Given the recent debacle in the UK track and trace programme that has widely been blamed on Microsoft Excel we thought it would be interesting to share some opposing viewpoints from within Ebiquity on this ubiquitous software.
Nick Rhodes (Senior Data Scientists) goes head to head with Shane Alexander (Analytics Director).
Nick Rhodes – Senior Data Scientist
Excel is the fossil fuel engine of the analytic world. We all have to use it, but everyone knows that we should be doing better by now. Instead we continue with old habits no matter the consequences.
Let me list a few good reasons to hate Excel.
It is unpredictable and crashes frequently leaving you with near useless automatic backup files. There is a total lack of traceability (excuse the pun) and very little reproducibility. People edit cells like the Wild West – haphazardly and without fear of consequence.
Then there are the size limitations. Yes, this “bug” where the tracing service apparently ran out of rows or columns is unforgivable….but even used properly, the 1 million row limit is insufficient for the task of modern data analysis. Excel is particularly bad when used as a makeshift database.
It is slow and recursive, the whole workbook is constantly being recalculated and people write inefficient formulas. Excel randomly formats cells into dates even if you just want them to be left alone (e.g. the SEPT1 gene). The agencies we work with merge cells and colour code workbooks; effectively making them non-machine readable and creating a chain of inefficiency.
As for VBA…where to begin. VBA is consistently rated as the most hated language by programmers and data scientists. According to StackOverflow 80% of developers who work in VBA want out, compared to only 33% for Python.
Its ancestor Visual Basic has been deservedly deprecated. It is slow, not well vectorised, and overly reliant on loops. Thanks to the record macro feature…. VBA is usually also badly written.
The sooner government, business and academia move to modern tools such as R and Python the better.”
Shane Alexander – Analytics Director
It is very fashionable to hate Microsoft Excel in the data science and analytics these days. I’m old enough to remember when 65k rows was the norm and since then Excel has only gotten better.
It isn’t hard to mount a solid defence of Excel. It is the common man’s data analysis and manipulation tool. The learning curve is shallow and the barriers to entry are low. This is the tool for the analytics professionals who are in the trenches. People on deadlines who just need to get stuff done. In our business, it isn’t a coincidence that the most productive analysts generally have fantastic Excel skills.
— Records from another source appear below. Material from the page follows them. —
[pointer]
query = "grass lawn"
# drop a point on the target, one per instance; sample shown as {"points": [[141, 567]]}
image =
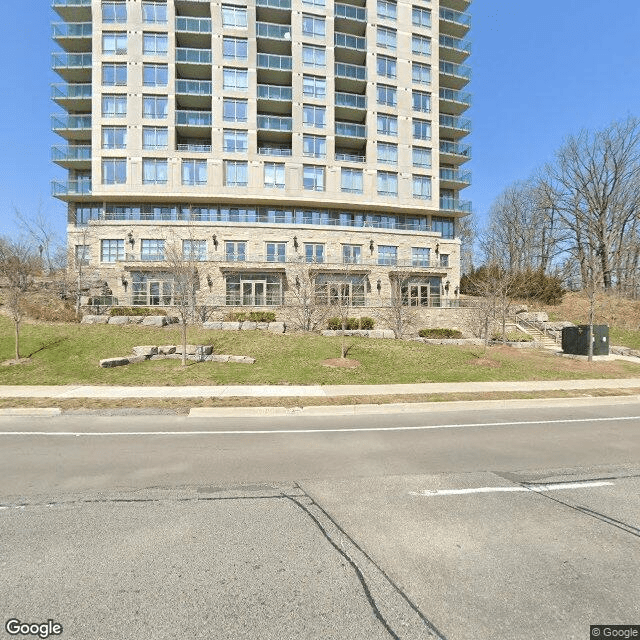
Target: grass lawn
{"points": [[70, 354]]}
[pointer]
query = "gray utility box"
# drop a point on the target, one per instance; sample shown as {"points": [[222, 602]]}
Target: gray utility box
{"points": [[575, 340]]}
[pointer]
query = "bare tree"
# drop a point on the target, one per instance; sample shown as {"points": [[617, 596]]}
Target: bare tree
{"points": [[19, 264]]}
Excel is democratic, it is the lingua franca of business analytics. Sure, there are all sorts of advantages to moving to ‘modern data science tools’ for the right application. But sometimes this disempowers clients and colleagues who can no longer engage directly with the numbers, for the simple reason that they can’t read Python. You could say well then maybe they should learn… but this misses the point. Our clients are smart, data literate people, but their main job is investing their marketing budget to achieve the best return on investment. They shouldn’t need to learn Python.
The idea that mistakes happen because people are using Excel is another fallacy. Mistakes can be buried deep in Python, R or SQL logic. Changes to open source libraries can cause silent errors. If you deal with complexity you just have to be vigilant. There is no such thing as a mistake free coding language.
There are also advantages when it comes to security. We have cutting edge web based platforms that run on secure Virtual Private Networks in the AWS cloud, but our developers sometimes spend as much time writing documentation for client side infosec teams as they do building and improving the tools. Then you have to worry about being blocked by weird IT policies or out of date browsers. We were still dealing with Internet Explorer 6 bugs in 2018.
Our desktop tools built in Excel, for the most part, can be emailed and just work. The numbers that they produce are exactly the same as the numbers produced on any other platform, because if you’re doing it right that is how maths works.”